Поэтому, как ни приятны были хвалебные отзывы эмигрантских критиков, с большим волнением Гайто ждал реакции тех, кто мог реально оценить автобиографичность и сокровенность его романа. К таким посвященным читателям относился дальний родственник Гайто, известный юрист и публицист, в прошлом городской голова Владикавказа, в настоящем доцент Восточного семинара Берлинского университета — Гаппо Баев. В 1930 году он был едва ли не первым осетином, от которого Гайто получил восторженный отзыв на книгу.
«Мне особенно дорого Ваше внимание, — ответил ему Газданов, — внимание человека, столько знающего и помнящего и для которого то, что я написал в книге, не является пустым звуком и не представляется как результат моей фантазии. Я был рад вашему письму и по той причине, что пишучи по-русски, не зная даже родного языка, я все-таки чистокровный осетин по рождению, и внимание моего почтенного родственника и соотечественника лишний раз подчеркивает мою связь с осетинами и Осетией».

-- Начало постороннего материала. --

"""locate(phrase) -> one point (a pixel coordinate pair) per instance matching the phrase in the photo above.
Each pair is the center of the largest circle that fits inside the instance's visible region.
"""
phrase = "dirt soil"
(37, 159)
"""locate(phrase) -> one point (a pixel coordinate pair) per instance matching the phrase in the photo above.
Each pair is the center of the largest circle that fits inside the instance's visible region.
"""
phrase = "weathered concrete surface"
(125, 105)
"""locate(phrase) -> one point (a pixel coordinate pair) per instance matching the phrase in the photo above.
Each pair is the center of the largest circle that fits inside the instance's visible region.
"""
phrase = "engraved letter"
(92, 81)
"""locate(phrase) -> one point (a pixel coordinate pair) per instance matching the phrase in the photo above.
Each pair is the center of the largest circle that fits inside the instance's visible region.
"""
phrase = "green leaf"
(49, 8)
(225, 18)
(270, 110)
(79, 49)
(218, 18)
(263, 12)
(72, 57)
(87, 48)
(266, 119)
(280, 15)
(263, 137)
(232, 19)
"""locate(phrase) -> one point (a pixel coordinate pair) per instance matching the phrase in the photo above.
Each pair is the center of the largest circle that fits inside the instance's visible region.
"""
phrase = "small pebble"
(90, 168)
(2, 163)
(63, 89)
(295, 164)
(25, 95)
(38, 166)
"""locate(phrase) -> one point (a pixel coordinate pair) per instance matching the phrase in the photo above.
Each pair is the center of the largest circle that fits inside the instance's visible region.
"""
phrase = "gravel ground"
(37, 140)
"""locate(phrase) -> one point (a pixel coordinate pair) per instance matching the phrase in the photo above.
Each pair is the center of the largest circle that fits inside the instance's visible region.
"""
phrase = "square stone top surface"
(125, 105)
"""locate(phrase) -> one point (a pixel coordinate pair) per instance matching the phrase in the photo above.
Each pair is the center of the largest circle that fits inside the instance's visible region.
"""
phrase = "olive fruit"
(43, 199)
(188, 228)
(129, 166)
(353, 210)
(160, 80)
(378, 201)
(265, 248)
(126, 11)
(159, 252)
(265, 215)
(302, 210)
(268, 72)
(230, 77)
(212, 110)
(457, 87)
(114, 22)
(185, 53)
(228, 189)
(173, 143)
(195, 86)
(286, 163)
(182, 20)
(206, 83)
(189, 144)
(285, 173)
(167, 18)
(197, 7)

В романе не было ни одного осетинского имени или названия, так что Гаппо Баев был одним из немногих, кто способен воспринять часть повествования, связанную с Осетией Он узнал и намеки на историю дома на Кабинетской, и на боевого деда Саге. Он помнил и Столовую гору, узкие пыльные дороги Владикавказа, роскошные южные сады, манившие своими душистыми плодами, кудахтанье кур за заборами, отдыхающих в тени от раскаленного солнца собак, лениво поднимающих то одно, то другое ухо, когда проходишь мимо…

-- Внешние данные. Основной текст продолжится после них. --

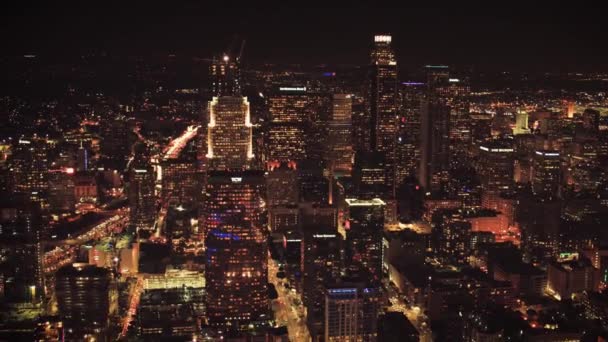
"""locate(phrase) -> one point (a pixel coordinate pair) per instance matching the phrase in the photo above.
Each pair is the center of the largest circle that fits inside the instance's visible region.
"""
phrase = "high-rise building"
(521, 123)
(289, 124)
(142, 199)
(408, 140)
(61, 195)
(452, 236)
(546, 173)
(495, 168)
(30, 165)
(370, 175)
(234, 194)
(115, 142)
(84, 300)
(352, 306)
(364, 226)
(434, 143)
(320, 264)
(21, 277)
(383, 103)
(225, 76)
(229, 136)
(236, 262)
(282, 186)
(236, 274)
(340, 154)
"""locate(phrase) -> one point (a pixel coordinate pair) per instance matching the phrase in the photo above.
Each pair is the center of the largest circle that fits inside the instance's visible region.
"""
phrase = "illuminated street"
(287, 310)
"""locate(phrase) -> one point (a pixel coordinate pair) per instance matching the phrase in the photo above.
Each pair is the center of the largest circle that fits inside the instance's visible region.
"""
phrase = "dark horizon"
(499, 39)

После письма Баева Гайто еще раз убедился в том, что его книгу должны увидеть на родине, — там ее читали бы иначе. Но думать об этом всерьез он начинал тогда, когда к хвалебному хору, прославляющему роман, присоединяется еще один чрезвычайно весомый голос. Осоргин вручил Гайто письмо из Сорренто.
«Сердечно благодарю Вас за подарок, за присланную Вами книгу. Прочитал я ее с большим удовольствием, даже — с наслаждением, а это — редко бывает, хотя читаю я не мало.
Вы, разумеется, сами чувствуете, что Вы весьма талантливый человек. К этому я бы добавил, что Вы еще и своеобразно талантливы. Право сказать это я выношу не только из \"Вечера у Клэр\", а также из рассказов Ваших — из \"Гавайских гитар\" и др. Но — разрешите старику сказать, что было бы несчастием для искусства и лично для Вас, если б сознание незаурядной Вашей талантливости удовлетворило и опьянило Вас. Вы еще не весь и не совсем \"свой\", в рассказах Ваших чувствуются влияния, чуждые Вам, — как мне думается. Виртуозность французской литературы, очевидно, смущает Вас и, например, \"наивный\" конец \"Гавайских гитар\" кажется сделанным \"от разума\". Разум — прекрасная и благодетельная сила в науке, технике, но Лев Толстой и многие были разрезаны им, как пилою. Вы кажетесь художником гармоничным, у Вас разум не вторгается в область инстинкта, интуиции там, где Вы говорите от себя. Но он чувствуется везде, где Вы подчиняетесь чужой виртуозности словесной. Будьте проще — Вам будет легче, будете свободней и сильнее.